Der Sorge, der Krieg könnte in die unbeherrschbare nukleare Dimension eskalieren, war offensichtlich das auf US-Initiative stattgefundene vertrauliche Treffen im November in Ankara zwischen dem CIA-Direktor William Burns und seinem russischen Gegenpart, SWR-Chef Sergej Narischkin, geschuldet. Ob es dabei auch darum ging, potenzielle friedenspolitische Optionen auszuloten, ist nicht bekannt geworden. Eine detaillierte Analyse der Stiftung Wissenschaft und Politik vom Oktober bezeichnet die derzeitige Aussicht auf Friedensverhandlungen als „Mission impossible“.
Verpflichtung zum Beistand für die Ukraine
Das Budapester Memorandum (1994) zum Besitzverzicht der Ukraine auf Nuklearwaffen – analoge Abkommen wurden mit Weißrundland und Kasachstan abgeschlossen – verpflichtet zwar die USA, Großbritannien und Russland zum Gewaltverzicht und zur Beachtung der ukrainischen Unabhängigkeit, Souveränität und bestehenden Grenzen, aber es fehlen Sicherheitsgarantien und Sanktionsmechanismen für den Fall von Verstößen. Hilfe der Signatarstaaten besteht lediglich in der „bekräftigten Zusage, sich um sofortige Maßnahmen des Sicherheitsrates der Vereinten Nationen zu bemühen ... falls die Ukraine Opfer eines Angriffsaktes oder Gegenstand einer Angriffsdrohung werden sollte, bei der Kernwaffen eingesetzt werden“.
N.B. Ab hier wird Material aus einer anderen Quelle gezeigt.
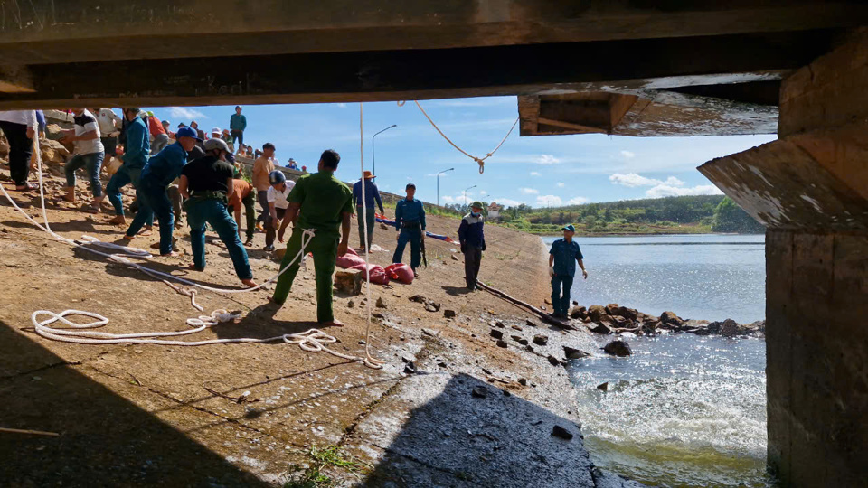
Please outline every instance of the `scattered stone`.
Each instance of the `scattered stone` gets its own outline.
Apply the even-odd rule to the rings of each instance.
[[[347,295],[362,293],[362,271],[359,269],[338,269],[335,273],[335,287]]]
[[[590,305],[588,308],[588,317],[593,322],[599,322],[606,314],[603,305]]]
[[[547,335],[542,335],[542,334],[534,335],[533,343],[536,345],[545,345],[549,343],[549,337]]]
[[[588,324],[588,330],[595,333],[612,333],[612,329],[602,322],[591,322]]]
[[[564,440],[572,440],[572,433],[558,425],[552,427],[552,435]]]
[[[633,353],[633,350],[630,349],[630,344],[621,340],[612,341],[611,343],[606,344],[606,347],[603,348],[603,351],[607,354],[611,354],[613,356],[621,358],[629,356]]]
[[[563,346],[563,353],[567,356],[567,359],[581,359],[587,358],[590,354],[585,352],[584,351],[575,349],[570,346]]]

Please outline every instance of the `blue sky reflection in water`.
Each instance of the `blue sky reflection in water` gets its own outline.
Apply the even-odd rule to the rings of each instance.
[[[554,238],[546,238],[551,242]],[[581,305],[654,314],[765,317],[763,236],[580,238]],[[599,336],[602,346],[612,336]],[[586,446],[599,465],[660,486],[766,486],[766,349],[760,339],[627,337],[634,355],[571,361]],[[597,385],[609,383],[602,392]]]

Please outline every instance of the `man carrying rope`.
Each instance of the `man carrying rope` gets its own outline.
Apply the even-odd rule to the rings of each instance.
[[[211,224],[226,245],[235,274],[246,286],[256,286],[247,251],[238,235],[238,226],[226,210],[227,197],[233,191],[235,173],[226,162],[229,145],[222,139],[208,139],[204,143],[205,156],[193,161],[181,170],[178,191],[184,198],[190,224],[190,242],[193,247],[193,267],[205,269],[205,223]]]
[[[271,301],[283,305],[292,288],[292,282],[298,273],[298,267],[305,257],[295,259],[301,251],[302,237],[306,230],[314,230],[306,251],[314,255],[314,269],[316,278],[316,322],[321,326],[343,327],[335,319],[332,312],[332,274],[338,255],[346,253],[350,237],[350,216],[353,215],[353,192],[335,177],[335,171],[341,161],[336,152],[328,149],[319,159],[319,171],[298,178],[289,193],[289,207],[283,218],[278,238],[282,239],[287,226],[298,216],[298,223],[293,226],[292,236],[287,244],[280,268],[290,262],[286,273],[278,278]],[[299,214],[300,211],[300,214]],[[340,236],[340,244],[338,244]],[[295,260],[294,260],[295,259]]]
[[[127,230],[124,239],[131,239],[142,226],[156,214],[160,222],[160,256],[178,256],[172,249],[172,234],[175,230],[172,202],[165,193],[166,188],[181,175],[187,153],[196,145],[199,137],[190,127],[181,127],[175,134],[177,142],[165,146],[151,157],[142,169],[141,188],[136,190],[139,208],[133,223]]]
[[[142,117],[138,117],[138,112],[139,109],[135,108],[124,109],[124,117],[127,122],[125,131],[127,145],[124,147],[124,155],[120,156],[124,164],[111,175],[108,184],[106,185],[108,202],[111,202],[111,205],[115,208],[115,217],[108,221],[108,223],[118,225],[127,223],[120,189],[128,183],[133,183],[133,188],[138,188],[142,168],[147,163],[151,145],[147,140],[147,126],[145,125]],[[146,227],[150,227],[153,223],[152,215],[151,221],[146,222]]]
[[[398,246],[392,262],[401,263],[404,258],[404,248],[410,241],[410,267],[413,276],[419,277],[416,268],[422,262],[422,239],[425,239],[425,207],[416,200],[416,185],[407,183],[407,198],[399,200],[395,205],[395,229],[398,230]]]

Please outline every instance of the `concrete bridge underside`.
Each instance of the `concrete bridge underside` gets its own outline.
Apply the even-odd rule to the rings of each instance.
[[[855,0],[0,2],[0,109],[518,95],[523,136],[777,132],[700,168],[769,228],[769,460],[864,486],[866,24]]]

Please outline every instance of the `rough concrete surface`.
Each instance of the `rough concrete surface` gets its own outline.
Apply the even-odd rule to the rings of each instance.
[[[0,173],[0,180],[5,176]],[[11,187],[8,180],[4,184]],[[57,202],[61,185],[50,179],[48,217],[56,231],[106,241],[120,237],[123,228],[105,223],[110,215],[90,216]],[[25,211],[38,213],[35,195],[14,198]],[[430,230],[453,236],[458,225],[457,219],[434,216],[429,222]],[[353,229],[356,244],[354,223]],[[218,240],[208,239],[206,270],[193,272],[184,268],[191,260],[187,230],[175,235],[184,254],[155,257],[148,266],[236,286]],[[373,239],[392,249],[393,236],[378,228]],[[481,279],[542,305],[547,279],[539,238],[495,226],[486,227],[486,238]],[[147,248],[157,239],[155,233],[132,245]],[[278,270],[262,246],[257,234],[249,249],[260,281]],[[546,360],[563,358],[565,345],[593,352],[589,333],[528,325],[521,309],[464,288],[463,265],[450,258],[456,246],[428,239],[427,248],[429,267],[413,285],[372,288],[378,315],[370,340],[372,352],[386,361],[382,370],[282,343],[72,344],[36,335],[31,314],[87,310],[109,318],[105,332],[128,333],[184,330],[184,320],[199,313],[159,281],[55,241],[4,202],[0,427],[60,436],[0,434],[3,484],[274,486],[287,481],[290,465],[312,463],[311,447],[337,446],[363,463],[357,473],[326,468],[344,486],[594,486],[580,419],[572,413],[572,397],[564,394],[571,391],[566,371]],[[375,252],[372,260],[384,265],[391,255]],[[310,267],[299,273],[280,308],[267,304],[268,292],[202,294],[198,302],[207,312],[235,309],[242,316],[191,339],[271,337],[315,326]],[[414,295],[456,316],[426,311],[409,300]],[[378,299],[385,309],[373,306]],[[362,354],[363,296],[336,295],[335,306],[346,324],[326,331],[340,341],[335,350]],[[497,321],[520,339],[545,334],[547,345],[533,344],[531,352],[509,338],[507,348],[499,348],[488,334]],[[404,373],[405,361],[415,361],[419,374]],[[471,395],[476,386],[486,389],[485,398]],[[573,438],[552,436],[555,424]],[[450,437],[443,437],[446,428]]]

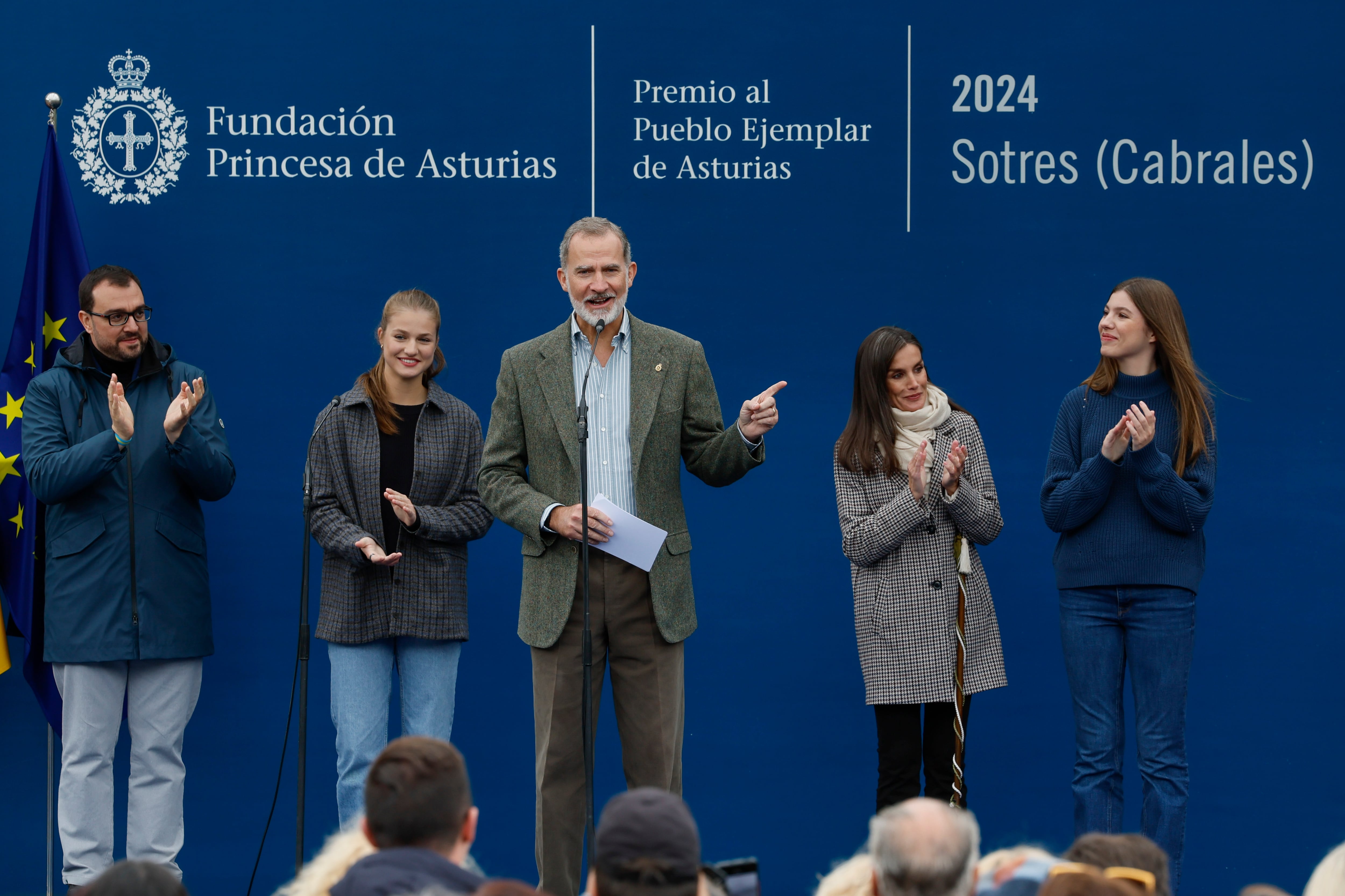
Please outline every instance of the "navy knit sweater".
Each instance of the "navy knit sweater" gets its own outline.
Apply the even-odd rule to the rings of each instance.
[[[1131,404],[1155,415],[1154,439],[1120,463],[1102,442]],[[1110,395],[1085,386],[1060,404],[1041,486],[1041,513],[1056,544],[1056,587],[1166,584],[1196,591],[1205,572],[1205,517],[1215,501],[1215,439],[1177,476],[1178,416],[1159,371],[1119,375]]]

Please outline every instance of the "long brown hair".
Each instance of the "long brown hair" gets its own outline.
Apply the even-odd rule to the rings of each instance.
[[[1190,336],[1186,333],[1186,317],[1171,287],[1161,279],[1131,277],[1112,286],[1111,293],[1126,293],[1135,302],[1145,325],[1154,334],[1154,363],[1163,373],[1167,388],[1177,399],[1177,450],[1173,453],[1173,469],[1177,476],[1189,463],[1205,453],[1205,438],[1215,435],[1215,419],[1210,416],[1209,387],[1190,355]],[[1108,296],[1111,294],[1108,293]],[[1116,387],[1120,365],[1111,357],[1098,360],[1098,369],[1083,382],[1099,395],[1107,395]]]
[[[404,289],[399,293],[393,293],[389,300],[383,304],[383,318],[378,322],[378,329],[386,330],[387,321],[393,318],[397,312],[428,312],[430,317],[434,318],[434,333],[438,334],[440,316],[438,316],[438,302],[429,297],[429,293],[424,293],[418,289]],[[421,373],[421,382],[425,388],[429,388],[429,382],[440,375],[448,361],[444,360],[444,352],[434,345],[434,360],[430,361],[429,369]],[[397,412],[393,407],[391,399],[387,398],[387,387],[383,384],[383,353],[382,348],[378,352],[378,364],[366,373],[360,373],[359,379],[355,380],[358,386],[364,387],[364,394],[369,395],[369,400],[374,403],[374,419],[378,422],[378,430],[385,435],[397,435],[399,431],[397,423],[402,419],[402,415]]]
[[[888,396],[888,368],[892,367],[896,353],[907,345],[919,348],[920,359],[924,360],[924,345],[915,333],[900,326],[880,326],[859,343],[859,351],[854,355],[850,419],[837,442],[841,466],[851,473],[873,476],[878,472],[878,457],[882,458],[885,474],[893,476],[900,469],[896,450],[897,422],[892,416],[892,399]],[[951,398],[948,406],[955,411],[967,412],[967,408]]]

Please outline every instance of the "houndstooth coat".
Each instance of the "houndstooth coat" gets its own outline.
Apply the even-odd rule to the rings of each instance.
[[[494,521],[476,493],[480,462],[480,420],[432,382],[416,423],[416,467],[406,496],[420,525],[402,529],[397,566],[375,566],[355,541],[369,536],[383,544],[378,423],[362,386],[340,396],[312,447],[312,532],[323,547],[319,638],[467,641],[467,543]]]
[[[967,449],[962,482],[943,492],[943,462],[952,441]],[[841,547],[850,557],[854,630],[869,704],[952,701],[956,664],[958,564],[954,536],[971,547],[967,576],[966,693],[1005,686],[999,623],[974,545],[990,544],[1003,519],[981,430],[952,411],[935,430],[933,465],[924,501],[911,494],[907,474],[851,473],[835,462]]]

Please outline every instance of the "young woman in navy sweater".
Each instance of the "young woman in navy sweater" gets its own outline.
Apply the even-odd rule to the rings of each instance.
[[[1141,827],[1181,879],[1186,829],[1186,681],[1215,423],[1173,290],[1118,285],[1098,324],[1102,359],[1065,396],[1041,486],[1060,532],[1060,635],[1075,704],[1075,833],[1119,833],[1122,685],[1135,697]]]

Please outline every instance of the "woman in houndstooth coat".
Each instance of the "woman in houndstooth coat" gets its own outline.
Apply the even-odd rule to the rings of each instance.
[[[975,419],[929,382],[924,349],[904,329],[878,328],[855,355],[835,485],[865,699],[878,725],[877,806],[920,795],[921,759],[925,797],[947,801],[959,575],[963,724],[970,695],[1006,684],[999,623],[975,548],[993,541],[1003,520]]]

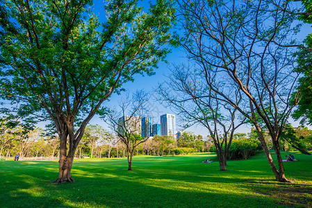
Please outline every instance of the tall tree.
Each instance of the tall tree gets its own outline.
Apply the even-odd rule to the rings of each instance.
[[[182,46],[202,71],[214,92],[254,125],[276,180],[288,182],[279,149],[279,137],[297,102],[291,99],[298,73],[294,71],[295,48],[286,47],[298,30],[290,1],[181,0]],[[285,8],[281,10],[280,8]],[[224,94],[213,80],[236,90],[244,102]],[[275,165],[263,129],[272,139]]]
[[[163,84],[158,87],[163,101],[168,102],[179,113],[187,123],[185,128],[202,125],[209,132],[218,156],[220,171],[227,171],[227,155],[236,129],[245,123],[238,122],[237,110],[222,101],[222,96],[214,92],[210,85],[215,85],[220,92],[233,97],[233,103],[238,105],[242,97],[238,91],[222,87],[217,80],[208,80],[200,71],[185,65],[176,66],[170,77],[170,85]],[[207,83],[209,82],[209,83]],[[211,83],[212,82],[212,83]],[[178,139],[178,146],[195,147],[193,135],[184,132]],[[192,143],[190,142],[192,141]]]
[[[299,13],[299,19],[307,24],[312,24],[312,2],[308,0],[302,1],[305,11]],[[297,70],[302,73],[299,82],[301,83],[298,91],[301,99],[298,107],[294,111],[293,117],[300,120],[301,124],[312,124],[312,33],[309,34],[304,41],[304,46],[300,48],[297,53]]]
[[[55,182],[74,181],[76,149],[103,102],[134,74],[152,75],[169,52],[170,3],[157,0],[142,12],[138,1],[106,1],[99,19],[92,0],[0,1],[0,94],[24,116],[54,123]]]

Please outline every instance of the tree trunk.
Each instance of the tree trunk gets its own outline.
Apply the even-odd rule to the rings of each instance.
[[[255,123],[254,123],[254,124],[255,124]],[[281,153],[279,150],[279,146],[278,145],[278,142],[277,142],[276,141],[274,141],[274,138],[272,138],[273,148],[275,150],[275,153],[277,153],[276,155],[277,157],[277,162],[279,163],[279,171],[277,170],[277,167],[275,166],[273,159],[272,159],[271,154],[270,153],[269,149],[268,148],[268,146],[266,144],[265,140],[264,139],[264,137],[263,137],[263,135],[262,133],[260,126],[258,125],[258,123],[256,123],[254,125],[256,127],[256,129],[258,131],[258,139],[261,144],[262,149],[263,150],[263,152],[265,155],[265,157],[267,158],[268,162],[269,163],[270,167],[271,168],[271,169],[275,176],[275,180],[277,181],[281,182],[288,182],[289,180],[285,177],[284,168],[283,162],[281,159]]]
[[[68,134],[65,132],[60,136],[60,159],[58,161],[58,177],[54,182],[54,183],[64,183],[66,182],[74,182],[72,178],[70,171],[72,171],[72,163],[74,162],[74,155],[75,152],[75,146],[69,145],[68,155],[67,155],[66,144]]]
[[[128,171],[132,171],[132,156],[133,155],[133,151],[129,152],[127,154],[128,157]]]
[[[1,146],[1,148],[0,149],[0,158],[2,157],[2,150],[3,149],[3,147]]]
[[[91,158],[92,158],[93,155],[93,144],[91,146]]]
[[[225,167],[227,166],[227,158],[224,158],[224,154],[222,152],[222,150],[220,149],[220,147],[217,146],[217,145],[215,145],[215,146],[217,158],[219,159],[220,170],[221,171],[227,171],[228,170]]]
Weil die Krimannexion nicht konkret unter der Androhung eines Nukleareinsatzes stattfand, reagierten die USA mit einem dritten Weg zwischen Beileidstelegramm und Kampfeinsatz: mit militärischen Ausbildungsprogrammen und Waffenhilfe in dosierter Form für die ukrainischen Streitkräfte. Die langfristige Effektivität zeigte sich darin, dass die geplanten russischen Blitzkriegsinvasion im Februar verhindert wurde. Seit dem Angriffskrieg sind die Vereinigten Staaten der größte Waffensteller. Dahinter könnte – geplant, aber nicht diskursiv thematisiert – das geostrategische Kalkül stecken, Russlands machtpolitische Projektionsfähigkeiten in Europa durch einen Abnutzungskrieg auf längere Sicht zu schwächen und damit zugleich auch die russische-chinesische Zweifrontenlage sicherheitspolitisch beherrschbar zu machen.
Auf der anderen Seite wäre Russlands geostrategisches Ziel, durch die Annexion großer Territorialteile der Ukraine hohen Machtzuwachs in Europa zu bekommen. Als „Furchtmacht“ würde es zugleich signifikante Einflussmacht werden und damit auch seine Position in der Shanghaier Organisation für Zusammenarbeit (SOZ) als strategischer Partner von China optimieren. Die SOZ soll gemäß der Gemeinsamen Erklärung von Putin und Xi Jinping vom 4. Februar 2022 „ihre Rolle bei der Gestaltung einer polyzentrischen Weltordnung ... weiter ausbauen.“ Was nichts anderes bedeutet, als das gegenwärtige internationale Ordnungsgefüge aufzulösen und neu zu gestalten.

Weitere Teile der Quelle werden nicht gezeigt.